The process of setting up both military and civilian authorities in occupied territories was a notoriously difficult one, and often beset with charges of “dirty politics” from friend and foe alike. In fact, Rodd’s later experiences, particularly when the Allied Military Government of Occupied Territory (A.M.G.O.T.) was merged with the Allied Control Commission (A.C.M.), were largely unhappy, if only because he was accused of being too sympathetic to the Italians. Yet because he was dealing with territories where virtually every known official had owed allegiance to the Fascist movement, it is understandable that he felt bound to keep some of them in office, if only to maintain temporary control over known local troublespots. A case in point was his employment of the Carabinieri in Sicily to counter a resurgent Mafia:

‘The other element which may be of considerable importance is the Mafia. This organisation is less a secret society than an attitude of mind which no Italian Government has yet succeeded in stamping out completely, though Mussolini made a strenuous effort to do so when he sent Mori as Prefect to Palermo in the 1925-30 period ... There is some evidence of Mafia activity increasing. There has been one murder of a land owner which looks like Mafia work. The aftermath of war and the breakdown of central and provincial authority provide a good culture ground for the virus. The only formation capable of dealing with the Mafia with proper support is the Corps of Carabinieri. These with Civil Affairs Police Officers and military patrols may be able to check a recudescence of activity.
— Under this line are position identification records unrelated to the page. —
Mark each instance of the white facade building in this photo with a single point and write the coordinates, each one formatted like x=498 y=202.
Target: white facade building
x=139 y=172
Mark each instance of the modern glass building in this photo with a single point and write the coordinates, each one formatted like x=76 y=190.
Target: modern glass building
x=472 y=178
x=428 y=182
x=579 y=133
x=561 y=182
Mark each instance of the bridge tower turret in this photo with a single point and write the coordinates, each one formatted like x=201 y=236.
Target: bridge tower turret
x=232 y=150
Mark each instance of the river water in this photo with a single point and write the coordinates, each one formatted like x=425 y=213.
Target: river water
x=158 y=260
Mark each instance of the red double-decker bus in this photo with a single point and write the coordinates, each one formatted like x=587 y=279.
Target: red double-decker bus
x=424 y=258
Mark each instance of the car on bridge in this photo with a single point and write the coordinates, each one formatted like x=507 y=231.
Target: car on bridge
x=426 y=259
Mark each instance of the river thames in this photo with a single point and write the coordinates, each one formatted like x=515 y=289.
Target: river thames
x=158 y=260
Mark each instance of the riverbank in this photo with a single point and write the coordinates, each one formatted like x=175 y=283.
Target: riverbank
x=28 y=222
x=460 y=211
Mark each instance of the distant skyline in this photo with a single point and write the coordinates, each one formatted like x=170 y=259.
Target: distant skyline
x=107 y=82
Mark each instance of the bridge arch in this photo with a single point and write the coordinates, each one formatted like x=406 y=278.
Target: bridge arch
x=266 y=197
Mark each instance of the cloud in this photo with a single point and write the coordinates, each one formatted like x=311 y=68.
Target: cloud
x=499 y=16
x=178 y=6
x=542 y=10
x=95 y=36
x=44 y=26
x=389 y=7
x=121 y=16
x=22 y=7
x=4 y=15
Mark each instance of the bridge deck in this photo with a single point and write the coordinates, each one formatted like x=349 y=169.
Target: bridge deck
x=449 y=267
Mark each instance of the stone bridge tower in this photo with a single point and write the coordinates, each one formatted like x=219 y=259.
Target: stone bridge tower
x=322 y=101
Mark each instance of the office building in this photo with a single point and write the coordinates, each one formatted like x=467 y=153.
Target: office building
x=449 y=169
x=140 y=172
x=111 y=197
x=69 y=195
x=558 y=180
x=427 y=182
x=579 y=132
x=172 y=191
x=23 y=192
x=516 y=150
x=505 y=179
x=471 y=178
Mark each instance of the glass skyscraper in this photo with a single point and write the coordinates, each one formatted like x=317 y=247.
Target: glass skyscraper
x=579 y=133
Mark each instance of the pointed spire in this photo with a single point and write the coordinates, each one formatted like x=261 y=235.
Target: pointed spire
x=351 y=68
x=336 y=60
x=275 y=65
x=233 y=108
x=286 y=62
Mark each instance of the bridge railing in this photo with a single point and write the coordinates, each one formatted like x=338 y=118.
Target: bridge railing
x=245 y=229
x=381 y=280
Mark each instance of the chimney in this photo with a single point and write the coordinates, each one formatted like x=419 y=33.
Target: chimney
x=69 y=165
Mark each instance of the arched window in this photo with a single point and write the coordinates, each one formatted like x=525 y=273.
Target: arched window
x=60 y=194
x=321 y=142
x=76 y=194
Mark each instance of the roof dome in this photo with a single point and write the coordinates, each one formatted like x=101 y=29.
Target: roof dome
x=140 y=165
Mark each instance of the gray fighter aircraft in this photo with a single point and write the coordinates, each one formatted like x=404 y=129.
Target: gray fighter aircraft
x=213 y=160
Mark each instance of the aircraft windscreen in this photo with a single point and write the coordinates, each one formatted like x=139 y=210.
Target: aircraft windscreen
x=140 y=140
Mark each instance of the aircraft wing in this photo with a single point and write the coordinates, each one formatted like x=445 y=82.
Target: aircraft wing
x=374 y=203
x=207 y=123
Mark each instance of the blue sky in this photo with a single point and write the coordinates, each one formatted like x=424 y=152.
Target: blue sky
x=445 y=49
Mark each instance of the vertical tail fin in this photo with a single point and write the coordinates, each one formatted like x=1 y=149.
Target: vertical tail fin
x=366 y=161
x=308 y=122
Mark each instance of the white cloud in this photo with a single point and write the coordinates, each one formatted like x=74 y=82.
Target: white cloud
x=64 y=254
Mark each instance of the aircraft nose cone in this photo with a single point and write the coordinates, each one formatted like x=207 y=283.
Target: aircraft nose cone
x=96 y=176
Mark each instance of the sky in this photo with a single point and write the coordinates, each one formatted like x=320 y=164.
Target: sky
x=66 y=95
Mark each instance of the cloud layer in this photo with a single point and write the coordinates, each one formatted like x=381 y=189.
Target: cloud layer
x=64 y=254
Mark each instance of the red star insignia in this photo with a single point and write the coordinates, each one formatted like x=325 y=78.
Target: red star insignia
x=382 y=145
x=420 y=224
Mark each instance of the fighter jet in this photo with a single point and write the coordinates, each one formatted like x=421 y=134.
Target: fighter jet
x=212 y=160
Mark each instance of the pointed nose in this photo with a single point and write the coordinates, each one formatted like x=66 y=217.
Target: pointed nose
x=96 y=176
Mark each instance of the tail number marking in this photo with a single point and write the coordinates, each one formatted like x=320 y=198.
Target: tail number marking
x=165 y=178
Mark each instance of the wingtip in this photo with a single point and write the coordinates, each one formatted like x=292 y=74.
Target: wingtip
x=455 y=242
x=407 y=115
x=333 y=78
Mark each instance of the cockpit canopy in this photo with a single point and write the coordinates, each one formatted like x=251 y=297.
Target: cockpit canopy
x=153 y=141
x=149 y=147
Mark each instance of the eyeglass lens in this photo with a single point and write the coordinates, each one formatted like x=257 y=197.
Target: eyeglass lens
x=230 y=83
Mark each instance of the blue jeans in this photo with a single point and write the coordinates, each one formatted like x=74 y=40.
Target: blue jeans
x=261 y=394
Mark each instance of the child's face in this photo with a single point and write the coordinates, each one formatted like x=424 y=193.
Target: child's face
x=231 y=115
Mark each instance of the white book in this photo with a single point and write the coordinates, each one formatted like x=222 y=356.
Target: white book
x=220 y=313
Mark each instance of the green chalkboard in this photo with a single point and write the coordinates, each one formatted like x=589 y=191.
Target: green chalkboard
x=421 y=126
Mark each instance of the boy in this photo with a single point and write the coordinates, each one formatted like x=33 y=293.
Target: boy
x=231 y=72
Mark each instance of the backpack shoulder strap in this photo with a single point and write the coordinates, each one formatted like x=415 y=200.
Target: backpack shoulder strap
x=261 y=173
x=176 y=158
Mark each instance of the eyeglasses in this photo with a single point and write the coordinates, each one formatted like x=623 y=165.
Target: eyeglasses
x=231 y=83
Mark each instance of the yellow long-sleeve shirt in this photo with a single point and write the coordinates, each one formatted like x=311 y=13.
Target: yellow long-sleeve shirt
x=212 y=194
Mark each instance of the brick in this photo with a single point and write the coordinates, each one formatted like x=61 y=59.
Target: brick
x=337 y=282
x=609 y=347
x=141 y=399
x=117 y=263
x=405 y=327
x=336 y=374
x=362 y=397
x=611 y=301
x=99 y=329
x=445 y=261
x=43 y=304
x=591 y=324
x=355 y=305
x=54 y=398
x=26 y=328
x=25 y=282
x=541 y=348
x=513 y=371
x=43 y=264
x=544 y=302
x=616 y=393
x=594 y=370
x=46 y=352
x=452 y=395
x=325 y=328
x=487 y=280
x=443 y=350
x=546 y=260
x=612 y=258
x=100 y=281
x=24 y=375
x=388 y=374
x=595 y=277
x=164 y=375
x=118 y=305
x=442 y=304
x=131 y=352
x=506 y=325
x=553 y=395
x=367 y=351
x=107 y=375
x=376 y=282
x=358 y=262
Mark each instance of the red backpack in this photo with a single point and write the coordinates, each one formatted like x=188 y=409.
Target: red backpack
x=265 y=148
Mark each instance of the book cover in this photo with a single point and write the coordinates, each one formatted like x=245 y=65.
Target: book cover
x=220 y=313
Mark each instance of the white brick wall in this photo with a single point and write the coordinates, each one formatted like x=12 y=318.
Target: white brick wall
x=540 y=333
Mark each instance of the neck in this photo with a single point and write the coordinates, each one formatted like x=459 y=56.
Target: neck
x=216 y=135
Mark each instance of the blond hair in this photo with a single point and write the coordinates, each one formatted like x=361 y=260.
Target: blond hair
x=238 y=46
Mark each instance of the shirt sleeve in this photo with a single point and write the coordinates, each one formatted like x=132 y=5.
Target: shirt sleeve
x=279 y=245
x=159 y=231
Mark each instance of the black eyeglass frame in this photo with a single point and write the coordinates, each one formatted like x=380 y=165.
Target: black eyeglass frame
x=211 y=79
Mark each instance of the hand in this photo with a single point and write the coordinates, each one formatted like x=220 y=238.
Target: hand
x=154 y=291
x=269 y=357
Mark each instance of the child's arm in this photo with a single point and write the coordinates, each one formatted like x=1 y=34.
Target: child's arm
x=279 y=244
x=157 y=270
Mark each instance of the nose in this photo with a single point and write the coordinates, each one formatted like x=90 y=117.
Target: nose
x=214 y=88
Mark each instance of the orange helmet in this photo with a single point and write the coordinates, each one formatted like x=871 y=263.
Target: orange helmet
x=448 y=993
I say deliberately “may”, because with the “Omorta”, or Sicilian code of honour, which precludes recourse of the injured parties even in cases of murder to the Government, it has been notoriously difficult to secure evidence of guilt, or even willingness to make charges ... ’ (Rodd’s official report refers).
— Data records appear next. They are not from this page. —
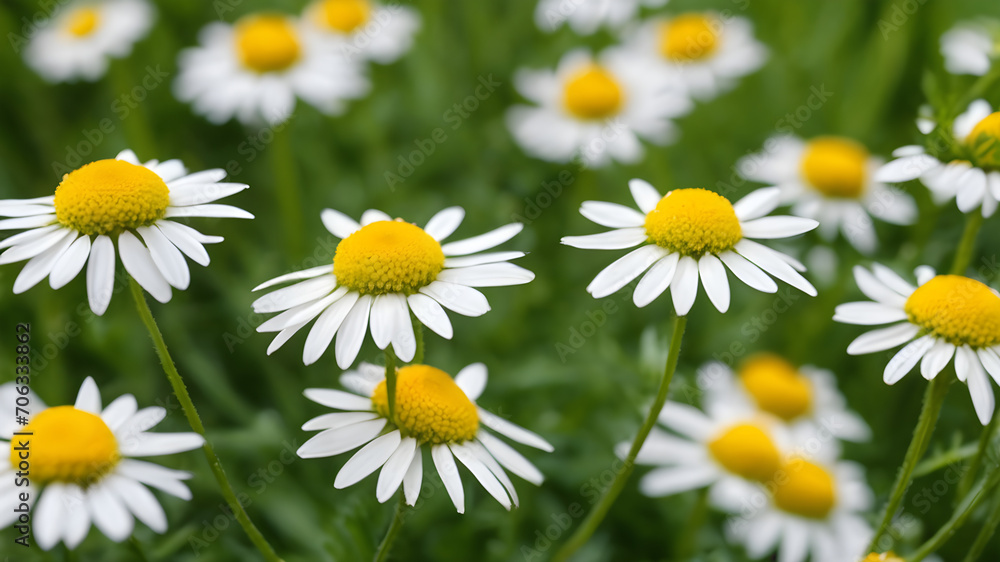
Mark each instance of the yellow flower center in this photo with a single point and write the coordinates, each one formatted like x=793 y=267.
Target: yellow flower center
x=345 y=15
x=956 y=309
x=388 y=257
x=694 y=222
x=835 y=167
x=66 y=445
x=777 y=387
x=746 y=450
x=429 y=406
x=108 y=196
x=689 y=37
x=267 y=42
x=593 y=93
x=805 y=489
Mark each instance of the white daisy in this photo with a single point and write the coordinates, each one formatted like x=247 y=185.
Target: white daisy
x=586 y=16
x=365 y=29
x=972 y=178
x=831 y=179
x=945 y=316
x=689 y=234
x=595 y=110
x=82 y=469
x=704 y=53
x=384 y=269
x=253 y=70
x=78 y=41
x=110 y=200
x=433 y=412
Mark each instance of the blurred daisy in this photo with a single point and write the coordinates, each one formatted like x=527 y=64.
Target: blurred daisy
x=830 y=179
x=81 y=457
x=364 y=29
x=433 y=412
x=689 y=234
x=974 y=179
x=78 y=41
x=702 y=52
x=384 y=269
x=595 y=110
x=110 y=200
x=945 y=316
x=586 y=16
x=253 y=70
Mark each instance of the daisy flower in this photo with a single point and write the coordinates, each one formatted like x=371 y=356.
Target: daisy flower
x=944 y=316
x=78 y=41
x=973 y=179
x=705 y=53
x=433 y=412
x=594 y=109
x=831 y=179
x=253 y=70
x=384 y=269
x=586 y=16
x=82 y=459
x=365 y=29
x=116 y=200
x=689 y=234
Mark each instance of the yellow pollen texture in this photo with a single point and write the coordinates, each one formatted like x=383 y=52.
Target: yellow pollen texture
x=776 y=386
x=958 y=310
x=66 y=445
x=267 y=42
x=689 y=37
x=593 y=93
x=108 y=196
x=746 y=450
x=694 y=222
x=388 y=257
x=805 y=489
x=835 y=167
x=429 y=406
The emergence of assorted Communist groups also led to further violence:

‘Instances in point are the riots that took place at Irisina in Potchza Province, and at a village in Matera Province. In both cases the mob invaded the Municipal Offices and lynched the Communal Secretary, who in both cases was an ardent Fascist. One Carabinieri’s throat was also cut. In one of these two cases the mob also attacked and injured, but not fatally, the wife and family of the Communal Secretary. These instances have been accompanied by brutality and mutilation. There have been one or two other cases in areas further North where similar incidents might have taken place but for the intervention of my officers arriving with the troops and calming the crowd ... ’ (Rodd’s official report refers).

As he would later conclude in a lecture on his return to the U.K., ‘It does not appear to be obvious to everybody, judging by the comments and remarks made at many discussions I have had - even with serving soldiers - either what a Military Government is for, or why there is one at all’.
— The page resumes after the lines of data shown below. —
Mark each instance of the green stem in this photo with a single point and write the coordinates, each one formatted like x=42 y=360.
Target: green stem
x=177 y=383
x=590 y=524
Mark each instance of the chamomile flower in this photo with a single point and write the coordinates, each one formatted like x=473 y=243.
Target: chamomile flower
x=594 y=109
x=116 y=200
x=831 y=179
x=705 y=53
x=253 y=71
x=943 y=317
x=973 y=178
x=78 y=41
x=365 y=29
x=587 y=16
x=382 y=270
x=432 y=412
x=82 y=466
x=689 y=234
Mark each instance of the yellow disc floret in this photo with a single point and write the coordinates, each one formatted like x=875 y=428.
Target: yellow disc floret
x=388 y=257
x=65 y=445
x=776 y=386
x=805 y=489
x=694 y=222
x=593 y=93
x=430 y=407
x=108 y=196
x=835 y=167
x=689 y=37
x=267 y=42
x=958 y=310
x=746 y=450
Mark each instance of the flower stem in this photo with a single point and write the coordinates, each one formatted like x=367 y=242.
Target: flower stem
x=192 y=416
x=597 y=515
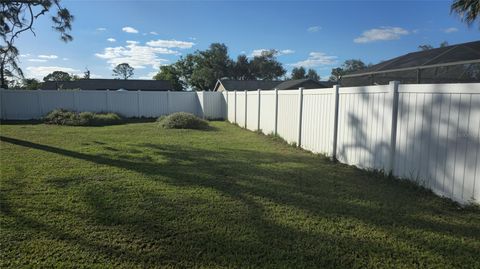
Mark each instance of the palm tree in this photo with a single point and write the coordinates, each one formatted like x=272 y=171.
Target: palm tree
x=468 y=10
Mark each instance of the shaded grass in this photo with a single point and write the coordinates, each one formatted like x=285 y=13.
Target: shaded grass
x=136 y=195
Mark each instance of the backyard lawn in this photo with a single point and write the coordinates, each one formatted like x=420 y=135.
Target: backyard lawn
x=135 y=195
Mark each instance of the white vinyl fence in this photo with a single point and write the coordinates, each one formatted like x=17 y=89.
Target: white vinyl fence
x=26 y=105
x=428 y=133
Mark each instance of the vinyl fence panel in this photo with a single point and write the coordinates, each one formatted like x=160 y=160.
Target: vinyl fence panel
x=153 y=104
x=288 y=115
x=240 y=109
x=231 y=106
x=318 y=120
x=252 y=110
x=364 y=123
x=267 y=112
x=438 y=141
x=211 y=104
x=21 y=105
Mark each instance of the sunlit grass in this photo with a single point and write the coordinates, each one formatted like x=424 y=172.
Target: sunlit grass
x=137 y=195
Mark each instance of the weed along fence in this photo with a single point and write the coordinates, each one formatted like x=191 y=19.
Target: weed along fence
x=428 y=133
x=25 y=105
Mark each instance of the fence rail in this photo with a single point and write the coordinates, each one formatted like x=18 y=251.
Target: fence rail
x=26 y=105
x=427 y=133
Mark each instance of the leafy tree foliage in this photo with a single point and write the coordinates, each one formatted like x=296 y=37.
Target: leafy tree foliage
x=31 y=84
x=349 y=66
x=201 y=69
x=298 y=73
x=242 y=69
x=210 y=65
x=123 y=71
x=58 y=76
x=266 y=66
x=18 y=16
x=170 y=73
x=468 y=10
x=301 y=73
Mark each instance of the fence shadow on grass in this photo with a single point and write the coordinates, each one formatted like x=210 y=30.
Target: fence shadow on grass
x=266 y=209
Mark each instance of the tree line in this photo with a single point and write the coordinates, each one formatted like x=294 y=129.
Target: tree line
x=198 y=70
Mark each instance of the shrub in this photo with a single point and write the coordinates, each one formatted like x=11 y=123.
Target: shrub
x=65 y=117
x=182 y=120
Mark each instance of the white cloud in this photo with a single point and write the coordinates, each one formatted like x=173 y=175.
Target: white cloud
x=136 y=55
x=316 y=59
x=37 y=60
x=258 y=52
x=450 y=30
x=313 y=29
x=41 y=71
x=171 y=44
x=48 y=56
x=130 y=30
x=149 y=75
x=381 y=34
x=285 y=52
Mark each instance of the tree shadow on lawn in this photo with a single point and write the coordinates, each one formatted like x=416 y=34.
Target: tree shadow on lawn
x=266 y=209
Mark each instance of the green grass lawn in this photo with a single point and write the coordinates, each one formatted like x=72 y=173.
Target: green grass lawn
x=135 y=195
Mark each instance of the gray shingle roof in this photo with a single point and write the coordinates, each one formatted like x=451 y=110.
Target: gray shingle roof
x=450 y=54
x=110 y=84
x=253 y=85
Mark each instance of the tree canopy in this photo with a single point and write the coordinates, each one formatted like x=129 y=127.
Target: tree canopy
x=171 y=74
x=201 y=69
x=123 y=71
x=58 y=76
x=349 y=66
x=18 y=16
x=301 y=73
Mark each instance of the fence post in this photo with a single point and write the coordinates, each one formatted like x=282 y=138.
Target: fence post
x=40 y=102
x=203 y=104
x=276 y=112
x=393 y=92
x=235 y=106
x=246 y=107
x=138 y=104
x=335 y=121
x=300 y=108
x=2 y=105
x=107 y=94
x=226 y=104
x=168 y=102
x=258 y=109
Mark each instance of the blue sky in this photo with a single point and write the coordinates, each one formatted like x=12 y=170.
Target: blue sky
x=315 y=34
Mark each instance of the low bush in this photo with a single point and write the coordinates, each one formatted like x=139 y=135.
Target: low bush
x=65 y=117
x=182 y=120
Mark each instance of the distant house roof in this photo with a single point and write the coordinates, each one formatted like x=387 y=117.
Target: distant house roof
x=109 y=84
x=253 y=85
x=464 y=53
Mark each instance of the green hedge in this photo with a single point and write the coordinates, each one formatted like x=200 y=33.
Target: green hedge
x=182 y=120
x=65 y=117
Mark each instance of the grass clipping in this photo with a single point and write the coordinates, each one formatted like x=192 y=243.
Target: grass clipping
x=65 y=117
x=182 y=120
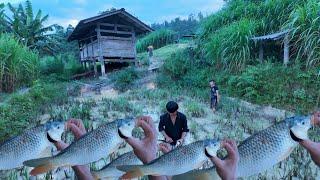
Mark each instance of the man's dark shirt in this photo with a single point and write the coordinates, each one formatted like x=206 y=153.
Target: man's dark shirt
x=173 y=131
x=214 y=90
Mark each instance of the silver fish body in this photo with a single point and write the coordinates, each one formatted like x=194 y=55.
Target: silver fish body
x=91 y=147
x=32 y=143
x=262 y=150
x=178 y=161
x=110 y=170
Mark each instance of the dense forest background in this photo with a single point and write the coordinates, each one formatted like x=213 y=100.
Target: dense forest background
x=37 y=59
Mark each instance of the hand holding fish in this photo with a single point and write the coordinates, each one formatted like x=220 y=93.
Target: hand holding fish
x=77 y=128
x=146 y=149
x=316 y=118
x=227 y=168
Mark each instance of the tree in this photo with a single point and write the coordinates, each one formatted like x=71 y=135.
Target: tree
x=30 y=29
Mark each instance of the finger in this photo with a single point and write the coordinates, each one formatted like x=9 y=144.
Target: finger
x=134 y=142
x=60 y=145
x=217 y=161
x=148 y=130
x=230 y=150
x=77 y=132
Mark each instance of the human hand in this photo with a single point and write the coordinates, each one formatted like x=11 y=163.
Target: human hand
x=146 y=148
x=315 y=119
x=77 y=128
x=180 y=142
x=226 y=168
x=165 y=147
x=169 y=139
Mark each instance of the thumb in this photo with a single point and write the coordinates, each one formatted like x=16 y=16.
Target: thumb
x=217 y=161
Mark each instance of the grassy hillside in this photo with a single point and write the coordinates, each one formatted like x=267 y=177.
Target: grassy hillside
x=225 y=53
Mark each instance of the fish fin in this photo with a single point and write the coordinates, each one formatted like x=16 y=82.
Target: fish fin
x=41 y=169
x=132 y=171
x=95 y=176
x=190 y=176
x=286 y=154
x=41 y=165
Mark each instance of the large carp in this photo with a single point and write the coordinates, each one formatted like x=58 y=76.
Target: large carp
x=89 y=148
x=262 y=150
x=32 y=143
x=177 y=161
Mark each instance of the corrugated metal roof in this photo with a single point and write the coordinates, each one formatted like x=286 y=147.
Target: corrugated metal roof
x=274 y=36
x=89 y=23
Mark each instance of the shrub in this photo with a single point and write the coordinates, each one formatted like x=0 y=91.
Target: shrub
x=124 y=78
x=157 y=39
x=18 y=66
x=194 y=109
x=23 y=109
x=50 y=65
On one matter, however, few could criticise Rodd, for he stridently pursued A.M.G.O.T’s aim to protect the physical symbols of the true Italy - buildings, libraries, monuments, archives and works of art - all of which he knew well from his upbringing in Rome when his father was ambassador - and when he was himself a diplomat there in the 1920s.

The latter years

Post-war, he expanded both his business and official activities, serving as President of the Royal Geographical Society 1945-48 and as a Member of the Board of the British Overseas Airways Corporation 1954-65. And, having become active as a Liberal peer on succeeding to his father’s title back in 1941, he crossed to the Conservative benches in the early 1950s. He also served as a Deputy Lieutenant and later Vice-Lieutenant of Herefordshire. The General died in March 1978 and his title passed to his nephew, Tremayne Rodd, a gifted sportsman who as a young Lieutenant in the Royal Navy became Boxing Champion of the Home Fleet, and afterwards represented Scotland as a scrum half; sold with an extensive file of research.